Pippin Drysdale Breakaway series IV – Wolfe Creek Crater Installation 2023. Glazed porcelain, 17 parts, dimensions variable. Collection of Michelle & Rukshen Weerasooriya. © Pippin Drysdale. Photograph © Robert Frith – Acorn Photo.

PICA

Soft Grates – until 20 December 2026

Jen Berean and James Carey’s Soft Grates is the fourth in the Judy Wheeler Commission series and invites visitors to contemplate how institutions mark time and hold memory through the presence of water. Continuing their collaborative exploration of architecture, infrastructures and embedded systems, the duo aims to reveal the unseen networks that move water through and around PICA’s location in Boorloo (Perth).

 

NT

Photograph courtesy MAGNT

MAGNT Darwin

Tiny Territory – on now

This ongoing exhibition at MAGNT makes large and wondrous the small, colourful and alien-like invertebrates of the Northern Territory. Invertebrates in the Top End are the most numerous and important ecosystem engineers, service providers and waste managers.

ACT

BLAZE, 2026, installation view. Photograph by Brenton McGeachie.

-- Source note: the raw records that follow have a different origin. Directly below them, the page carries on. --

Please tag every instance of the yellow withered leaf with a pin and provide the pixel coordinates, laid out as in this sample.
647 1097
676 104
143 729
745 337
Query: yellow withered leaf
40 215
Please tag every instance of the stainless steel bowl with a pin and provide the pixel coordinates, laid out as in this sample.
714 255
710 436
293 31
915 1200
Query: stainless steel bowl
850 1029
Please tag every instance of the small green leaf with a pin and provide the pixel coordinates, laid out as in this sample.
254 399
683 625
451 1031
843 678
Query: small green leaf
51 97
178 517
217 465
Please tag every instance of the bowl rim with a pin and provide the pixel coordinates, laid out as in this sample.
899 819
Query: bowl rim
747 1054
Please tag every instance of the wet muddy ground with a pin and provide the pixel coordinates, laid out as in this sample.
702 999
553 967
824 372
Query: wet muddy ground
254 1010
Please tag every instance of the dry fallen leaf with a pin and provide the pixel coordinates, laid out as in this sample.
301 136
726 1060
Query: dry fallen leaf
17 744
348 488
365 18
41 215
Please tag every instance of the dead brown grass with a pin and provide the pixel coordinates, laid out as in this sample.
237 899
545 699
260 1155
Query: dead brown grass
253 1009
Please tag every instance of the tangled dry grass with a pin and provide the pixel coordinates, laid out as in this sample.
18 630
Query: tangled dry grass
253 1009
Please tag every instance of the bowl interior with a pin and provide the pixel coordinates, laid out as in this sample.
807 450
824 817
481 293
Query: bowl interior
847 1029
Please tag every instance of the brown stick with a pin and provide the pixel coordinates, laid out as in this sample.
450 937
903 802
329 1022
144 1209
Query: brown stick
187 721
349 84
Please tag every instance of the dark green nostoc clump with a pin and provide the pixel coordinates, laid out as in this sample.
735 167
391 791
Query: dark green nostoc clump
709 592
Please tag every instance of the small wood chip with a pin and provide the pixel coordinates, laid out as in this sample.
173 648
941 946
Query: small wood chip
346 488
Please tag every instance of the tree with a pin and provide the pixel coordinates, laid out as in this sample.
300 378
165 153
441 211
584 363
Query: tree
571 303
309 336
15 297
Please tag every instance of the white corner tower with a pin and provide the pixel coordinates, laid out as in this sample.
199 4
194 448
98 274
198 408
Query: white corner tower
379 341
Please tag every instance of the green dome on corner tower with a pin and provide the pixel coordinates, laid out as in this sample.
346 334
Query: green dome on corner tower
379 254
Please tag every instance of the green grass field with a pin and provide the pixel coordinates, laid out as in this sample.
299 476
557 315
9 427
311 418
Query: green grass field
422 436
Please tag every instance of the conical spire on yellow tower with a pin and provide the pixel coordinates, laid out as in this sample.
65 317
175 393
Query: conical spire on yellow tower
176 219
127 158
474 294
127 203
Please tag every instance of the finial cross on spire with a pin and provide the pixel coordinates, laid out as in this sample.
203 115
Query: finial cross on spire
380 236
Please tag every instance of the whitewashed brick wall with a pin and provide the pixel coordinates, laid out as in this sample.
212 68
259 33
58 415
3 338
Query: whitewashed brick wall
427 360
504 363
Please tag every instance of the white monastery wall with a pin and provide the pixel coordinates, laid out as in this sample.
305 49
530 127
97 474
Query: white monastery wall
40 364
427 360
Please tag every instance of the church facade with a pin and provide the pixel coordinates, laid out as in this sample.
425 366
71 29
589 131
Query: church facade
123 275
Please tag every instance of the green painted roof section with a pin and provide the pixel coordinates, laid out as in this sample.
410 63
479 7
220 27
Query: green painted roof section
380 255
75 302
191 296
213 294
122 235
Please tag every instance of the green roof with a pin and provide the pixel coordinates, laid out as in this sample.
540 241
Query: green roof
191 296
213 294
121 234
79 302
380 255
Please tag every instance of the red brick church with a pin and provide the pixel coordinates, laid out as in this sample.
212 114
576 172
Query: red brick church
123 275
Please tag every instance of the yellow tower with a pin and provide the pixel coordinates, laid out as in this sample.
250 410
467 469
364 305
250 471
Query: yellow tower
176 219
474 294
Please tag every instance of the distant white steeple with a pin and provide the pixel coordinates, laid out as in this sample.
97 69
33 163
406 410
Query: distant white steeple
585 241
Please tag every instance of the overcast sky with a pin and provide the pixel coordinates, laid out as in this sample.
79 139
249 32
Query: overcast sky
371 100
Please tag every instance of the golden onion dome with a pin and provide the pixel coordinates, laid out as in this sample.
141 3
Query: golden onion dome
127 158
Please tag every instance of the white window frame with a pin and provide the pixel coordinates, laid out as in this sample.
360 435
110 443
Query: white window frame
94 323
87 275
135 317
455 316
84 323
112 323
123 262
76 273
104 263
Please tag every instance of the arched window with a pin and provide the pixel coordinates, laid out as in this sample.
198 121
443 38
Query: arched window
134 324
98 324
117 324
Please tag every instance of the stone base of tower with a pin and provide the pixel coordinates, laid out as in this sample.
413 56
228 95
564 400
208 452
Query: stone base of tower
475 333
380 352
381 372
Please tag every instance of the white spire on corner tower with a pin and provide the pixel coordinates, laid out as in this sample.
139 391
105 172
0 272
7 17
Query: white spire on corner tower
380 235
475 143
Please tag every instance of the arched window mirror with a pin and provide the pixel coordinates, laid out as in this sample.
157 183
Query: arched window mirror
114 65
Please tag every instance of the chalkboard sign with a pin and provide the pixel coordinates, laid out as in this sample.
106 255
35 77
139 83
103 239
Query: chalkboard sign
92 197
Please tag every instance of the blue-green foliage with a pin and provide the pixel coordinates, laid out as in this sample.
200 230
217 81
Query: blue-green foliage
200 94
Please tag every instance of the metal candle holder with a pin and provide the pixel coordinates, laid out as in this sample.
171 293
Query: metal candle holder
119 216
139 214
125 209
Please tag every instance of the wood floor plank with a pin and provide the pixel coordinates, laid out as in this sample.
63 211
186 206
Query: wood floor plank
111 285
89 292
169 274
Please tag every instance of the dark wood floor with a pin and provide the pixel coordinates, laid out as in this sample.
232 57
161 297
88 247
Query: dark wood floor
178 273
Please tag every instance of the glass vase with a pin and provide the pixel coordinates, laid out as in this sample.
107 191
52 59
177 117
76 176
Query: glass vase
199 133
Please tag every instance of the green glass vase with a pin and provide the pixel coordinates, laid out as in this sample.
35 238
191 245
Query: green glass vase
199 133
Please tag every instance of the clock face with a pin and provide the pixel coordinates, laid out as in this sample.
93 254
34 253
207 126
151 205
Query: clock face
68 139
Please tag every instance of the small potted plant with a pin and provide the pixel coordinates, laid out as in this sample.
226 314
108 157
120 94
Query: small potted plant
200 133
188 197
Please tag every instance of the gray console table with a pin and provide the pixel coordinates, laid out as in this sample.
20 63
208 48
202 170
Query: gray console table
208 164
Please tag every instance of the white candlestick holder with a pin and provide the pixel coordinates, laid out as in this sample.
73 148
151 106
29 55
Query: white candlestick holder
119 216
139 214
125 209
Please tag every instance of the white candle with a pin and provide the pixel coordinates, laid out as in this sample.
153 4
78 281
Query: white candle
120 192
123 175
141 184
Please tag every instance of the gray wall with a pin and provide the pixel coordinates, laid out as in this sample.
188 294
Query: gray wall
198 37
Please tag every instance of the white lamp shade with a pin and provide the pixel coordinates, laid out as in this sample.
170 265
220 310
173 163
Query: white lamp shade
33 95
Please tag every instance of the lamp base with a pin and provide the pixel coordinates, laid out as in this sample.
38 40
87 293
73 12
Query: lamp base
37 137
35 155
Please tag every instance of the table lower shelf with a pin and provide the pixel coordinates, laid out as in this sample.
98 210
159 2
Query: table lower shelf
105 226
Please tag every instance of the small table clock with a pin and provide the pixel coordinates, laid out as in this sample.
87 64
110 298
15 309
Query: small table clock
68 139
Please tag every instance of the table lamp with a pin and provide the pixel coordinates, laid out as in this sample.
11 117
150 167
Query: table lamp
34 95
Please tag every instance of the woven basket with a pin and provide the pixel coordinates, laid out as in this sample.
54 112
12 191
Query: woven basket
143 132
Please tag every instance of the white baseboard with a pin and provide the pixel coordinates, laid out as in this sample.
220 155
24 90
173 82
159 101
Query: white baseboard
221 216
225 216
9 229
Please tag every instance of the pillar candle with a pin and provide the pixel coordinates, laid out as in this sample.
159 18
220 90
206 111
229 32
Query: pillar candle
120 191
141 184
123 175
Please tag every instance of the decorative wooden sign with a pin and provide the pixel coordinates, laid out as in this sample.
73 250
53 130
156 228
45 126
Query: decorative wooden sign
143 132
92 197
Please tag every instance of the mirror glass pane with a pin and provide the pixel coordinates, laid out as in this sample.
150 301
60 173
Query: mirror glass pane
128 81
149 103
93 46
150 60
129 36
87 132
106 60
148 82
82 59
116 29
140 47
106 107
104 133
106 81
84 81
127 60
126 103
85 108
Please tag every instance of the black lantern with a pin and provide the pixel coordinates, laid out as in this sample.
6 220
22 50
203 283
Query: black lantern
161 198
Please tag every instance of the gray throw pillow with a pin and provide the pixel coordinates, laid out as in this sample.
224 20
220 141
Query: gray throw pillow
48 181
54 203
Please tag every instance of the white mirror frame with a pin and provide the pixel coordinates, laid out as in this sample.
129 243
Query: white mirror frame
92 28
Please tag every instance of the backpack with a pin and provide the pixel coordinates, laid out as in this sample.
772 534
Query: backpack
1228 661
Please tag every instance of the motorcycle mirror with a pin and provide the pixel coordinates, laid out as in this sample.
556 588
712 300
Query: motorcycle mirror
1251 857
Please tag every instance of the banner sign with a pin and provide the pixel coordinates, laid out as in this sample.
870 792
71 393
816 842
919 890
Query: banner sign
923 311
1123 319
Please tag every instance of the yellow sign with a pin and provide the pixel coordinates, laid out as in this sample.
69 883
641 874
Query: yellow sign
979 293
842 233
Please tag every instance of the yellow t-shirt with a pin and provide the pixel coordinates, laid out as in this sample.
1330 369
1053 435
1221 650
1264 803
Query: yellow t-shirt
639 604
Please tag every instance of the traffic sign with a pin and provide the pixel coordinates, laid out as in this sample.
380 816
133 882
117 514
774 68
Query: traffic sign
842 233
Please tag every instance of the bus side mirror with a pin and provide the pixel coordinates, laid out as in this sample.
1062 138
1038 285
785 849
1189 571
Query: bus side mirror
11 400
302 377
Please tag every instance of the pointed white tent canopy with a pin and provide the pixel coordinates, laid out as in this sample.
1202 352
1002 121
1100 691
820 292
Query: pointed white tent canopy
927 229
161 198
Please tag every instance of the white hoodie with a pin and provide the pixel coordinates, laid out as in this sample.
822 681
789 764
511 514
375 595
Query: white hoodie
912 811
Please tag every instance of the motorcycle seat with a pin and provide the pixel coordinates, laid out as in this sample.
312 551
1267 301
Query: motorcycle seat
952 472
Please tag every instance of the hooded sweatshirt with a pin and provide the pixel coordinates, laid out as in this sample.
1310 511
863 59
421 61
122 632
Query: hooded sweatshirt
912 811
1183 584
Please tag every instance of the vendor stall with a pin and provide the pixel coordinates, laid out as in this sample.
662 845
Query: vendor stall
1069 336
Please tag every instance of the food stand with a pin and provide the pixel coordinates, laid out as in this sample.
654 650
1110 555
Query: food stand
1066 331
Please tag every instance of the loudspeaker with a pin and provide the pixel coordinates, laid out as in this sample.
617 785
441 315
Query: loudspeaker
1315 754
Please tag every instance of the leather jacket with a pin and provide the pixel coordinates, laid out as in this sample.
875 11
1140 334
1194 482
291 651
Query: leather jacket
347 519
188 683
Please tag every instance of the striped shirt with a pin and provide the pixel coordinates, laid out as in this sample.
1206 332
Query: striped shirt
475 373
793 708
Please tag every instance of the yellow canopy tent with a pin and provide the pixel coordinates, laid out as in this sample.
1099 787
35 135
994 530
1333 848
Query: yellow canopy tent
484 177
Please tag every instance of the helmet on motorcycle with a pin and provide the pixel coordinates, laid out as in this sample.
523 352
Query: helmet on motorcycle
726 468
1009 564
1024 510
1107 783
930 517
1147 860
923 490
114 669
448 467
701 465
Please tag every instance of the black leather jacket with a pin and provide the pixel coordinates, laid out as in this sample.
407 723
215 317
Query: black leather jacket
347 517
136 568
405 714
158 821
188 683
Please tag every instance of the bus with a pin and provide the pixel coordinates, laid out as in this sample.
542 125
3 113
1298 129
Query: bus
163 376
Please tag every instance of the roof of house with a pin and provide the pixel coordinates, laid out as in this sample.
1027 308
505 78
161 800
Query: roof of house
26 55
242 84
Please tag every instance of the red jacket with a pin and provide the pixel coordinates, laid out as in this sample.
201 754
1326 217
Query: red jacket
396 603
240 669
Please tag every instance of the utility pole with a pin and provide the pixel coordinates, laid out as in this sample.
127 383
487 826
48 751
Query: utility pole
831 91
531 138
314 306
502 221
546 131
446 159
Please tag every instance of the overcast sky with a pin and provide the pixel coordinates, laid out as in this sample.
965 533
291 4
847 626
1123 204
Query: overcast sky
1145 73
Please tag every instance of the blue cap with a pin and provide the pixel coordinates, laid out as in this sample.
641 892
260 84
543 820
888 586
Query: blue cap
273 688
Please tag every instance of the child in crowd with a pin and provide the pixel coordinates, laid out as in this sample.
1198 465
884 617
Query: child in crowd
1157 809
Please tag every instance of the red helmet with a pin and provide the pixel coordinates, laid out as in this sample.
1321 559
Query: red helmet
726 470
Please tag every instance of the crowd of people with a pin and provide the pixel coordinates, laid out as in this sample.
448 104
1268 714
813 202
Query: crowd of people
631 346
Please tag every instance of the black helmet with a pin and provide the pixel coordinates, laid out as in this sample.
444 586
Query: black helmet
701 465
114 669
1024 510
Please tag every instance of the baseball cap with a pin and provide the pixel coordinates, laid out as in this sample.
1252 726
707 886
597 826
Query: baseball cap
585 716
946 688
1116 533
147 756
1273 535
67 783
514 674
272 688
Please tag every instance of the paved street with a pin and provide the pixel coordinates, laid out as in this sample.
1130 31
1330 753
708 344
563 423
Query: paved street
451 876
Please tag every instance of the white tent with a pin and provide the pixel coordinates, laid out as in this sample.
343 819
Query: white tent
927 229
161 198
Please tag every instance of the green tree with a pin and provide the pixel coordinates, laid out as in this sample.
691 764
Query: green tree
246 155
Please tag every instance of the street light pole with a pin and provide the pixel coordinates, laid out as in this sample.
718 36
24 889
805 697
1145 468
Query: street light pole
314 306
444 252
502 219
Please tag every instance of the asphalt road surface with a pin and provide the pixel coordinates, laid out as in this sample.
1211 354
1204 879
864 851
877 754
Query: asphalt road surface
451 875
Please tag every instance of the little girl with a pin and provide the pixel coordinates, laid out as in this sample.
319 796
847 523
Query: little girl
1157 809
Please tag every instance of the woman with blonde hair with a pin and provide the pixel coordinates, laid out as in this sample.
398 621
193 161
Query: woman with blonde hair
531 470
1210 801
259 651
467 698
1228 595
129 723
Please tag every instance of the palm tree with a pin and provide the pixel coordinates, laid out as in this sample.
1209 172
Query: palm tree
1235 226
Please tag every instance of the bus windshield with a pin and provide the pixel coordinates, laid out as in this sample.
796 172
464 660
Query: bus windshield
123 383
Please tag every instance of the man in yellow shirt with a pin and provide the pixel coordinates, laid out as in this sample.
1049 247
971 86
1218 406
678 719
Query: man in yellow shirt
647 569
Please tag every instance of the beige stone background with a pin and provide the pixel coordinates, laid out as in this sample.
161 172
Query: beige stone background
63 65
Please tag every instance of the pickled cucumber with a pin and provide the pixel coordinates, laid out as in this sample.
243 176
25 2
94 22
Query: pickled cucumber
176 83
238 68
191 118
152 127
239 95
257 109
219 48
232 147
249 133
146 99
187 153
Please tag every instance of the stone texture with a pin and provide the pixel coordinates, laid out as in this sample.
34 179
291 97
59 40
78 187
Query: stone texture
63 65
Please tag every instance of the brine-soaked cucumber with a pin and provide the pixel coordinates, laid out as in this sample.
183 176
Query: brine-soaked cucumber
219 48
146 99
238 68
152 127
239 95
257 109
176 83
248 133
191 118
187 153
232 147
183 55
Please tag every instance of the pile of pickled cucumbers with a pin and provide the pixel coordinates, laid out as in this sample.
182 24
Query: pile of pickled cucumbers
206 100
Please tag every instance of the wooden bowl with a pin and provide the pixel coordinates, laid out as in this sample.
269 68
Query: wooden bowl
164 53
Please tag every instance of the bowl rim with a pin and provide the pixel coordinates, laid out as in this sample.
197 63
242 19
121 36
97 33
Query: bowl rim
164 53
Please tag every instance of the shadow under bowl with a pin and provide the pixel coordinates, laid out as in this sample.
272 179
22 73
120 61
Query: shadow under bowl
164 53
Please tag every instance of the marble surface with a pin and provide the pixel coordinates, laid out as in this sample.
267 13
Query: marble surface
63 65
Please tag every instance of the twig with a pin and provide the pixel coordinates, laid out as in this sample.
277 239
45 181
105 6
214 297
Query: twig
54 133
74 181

National Gallery of Australia (NGA)

Steve – until 12 July 2026

Richard Lewer’s Steve is a gentle exploration of a family coming to terms with a dementia diagnosis. An animated film comprising thousands of paintings tells the story of Steve and his family as they cope with the impact of his illness and the changes to their lives.

 

Canberra Contemporary

BLAZE – until 20 June 2026

The exhibition returns in 2026 with an exciting line up of emerging artists based in the Kamberri/Canberra region and beyond. Working across diverse mediums spanning ceramics, painting, sculpture, glass, textiles, printmaking, video and installation, the 8 artists in BLAZE signal an exciting direction in contemporary visual arts practices today.

 

TAS

Ash Keating, Russell Falls Response #3, 2026 mixed media on linen, framed 188 x 125 cm from Bett Gallery 'After the Earth' exhibition. Photo courtesy: Melbourne Museum Photography.

Dada Muse

Dante's Divine Comedy – ongoing

A complete suite of 100 authentic water-colour works on paper by Salvador Dali, based on Dante Alighieri's literary classic of the same name. Over 3500 woodblock carvings are said to have been used in the printing process.

 

Bett Gallery

After the Earth – until 12 June

This exhibition brings together six Australian artists whose practices engage the land as something shaped, mediated, and transformed. Across painting, ceramics, collage and photography, these works move between material and image – tracing how the earth can be constructed, suspended, eroded, and reimagined.